Humans often times will contract ringworm from their pet animals, such as cats and dogs. These animals are at greater risk because of their lifestyles and that they are often carriers of ringworm. Just like these animals are at risk it is also known that people that are involved in contact sports such as wrestling, or even hockey, football, and rugby. Basically any instant where there is increased skin contact with a foreign body raises the odds of the ringworm transmission.
Often times we overlook the numer of species in this fungi family that cause ringworm. Different fungi will attack different parts of the body. Common one’s that I’m sure we have heard on a day-to-day basis are: jock itch which has it’s affects the groin area, and athlete’s foot which affects the feet. There are several others, but those to are definitely to of the most known.

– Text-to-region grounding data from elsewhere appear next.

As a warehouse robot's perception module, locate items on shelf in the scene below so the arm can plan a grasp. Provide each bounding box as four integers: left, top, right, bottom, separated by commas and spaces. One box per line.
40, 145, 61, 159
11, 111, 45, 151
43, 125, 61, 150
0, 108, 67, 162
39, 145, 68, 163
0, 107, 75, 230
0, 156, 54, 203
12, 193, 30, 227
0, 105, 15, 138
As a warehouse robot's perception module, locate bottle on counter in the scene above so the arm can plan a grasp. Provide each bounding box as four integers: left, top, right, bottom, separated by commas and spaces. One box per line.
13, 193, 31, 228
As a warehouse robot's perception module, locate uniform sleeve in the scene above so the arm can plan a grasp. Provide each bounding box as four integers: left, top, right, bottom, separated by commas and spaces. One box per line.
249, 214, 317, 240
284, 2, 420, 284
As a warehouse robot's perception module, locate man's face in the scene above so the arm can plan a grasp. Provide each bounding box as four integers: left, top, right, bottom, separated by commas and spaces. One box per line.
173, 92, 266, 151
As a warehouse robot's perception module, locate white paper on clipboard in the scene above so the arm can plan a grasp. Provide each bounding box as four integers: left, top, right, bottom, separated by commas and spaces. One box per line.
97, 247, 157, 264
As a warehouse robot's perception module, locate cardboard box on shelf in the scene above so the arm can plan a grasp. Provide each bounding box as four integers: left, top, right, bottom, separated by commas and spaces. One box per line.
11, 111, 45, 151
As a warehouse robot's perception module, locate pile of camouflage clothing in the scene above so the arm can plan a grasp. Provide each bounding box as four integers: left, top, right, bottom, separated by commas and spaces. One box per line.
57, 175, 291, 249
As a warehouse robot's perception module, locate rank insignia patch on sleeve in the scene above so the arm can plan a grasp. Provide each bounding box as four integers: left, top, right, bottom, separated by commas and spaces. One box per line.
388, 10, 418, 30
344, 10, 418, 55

Ringworm, once in full force, is easily to spot as it leaves one, and often times more than one, red itchy patches on the skin that are raised and have defined edges. These patches can often times be lighter in the center, which makes the infection take on the appearance of a ring. A good doctors can usually diagnose ringworm at first sight. If this is not possible they take a skin scraping. Examination of the scraping under a microscope will usually be able to provide a correct diagnosis.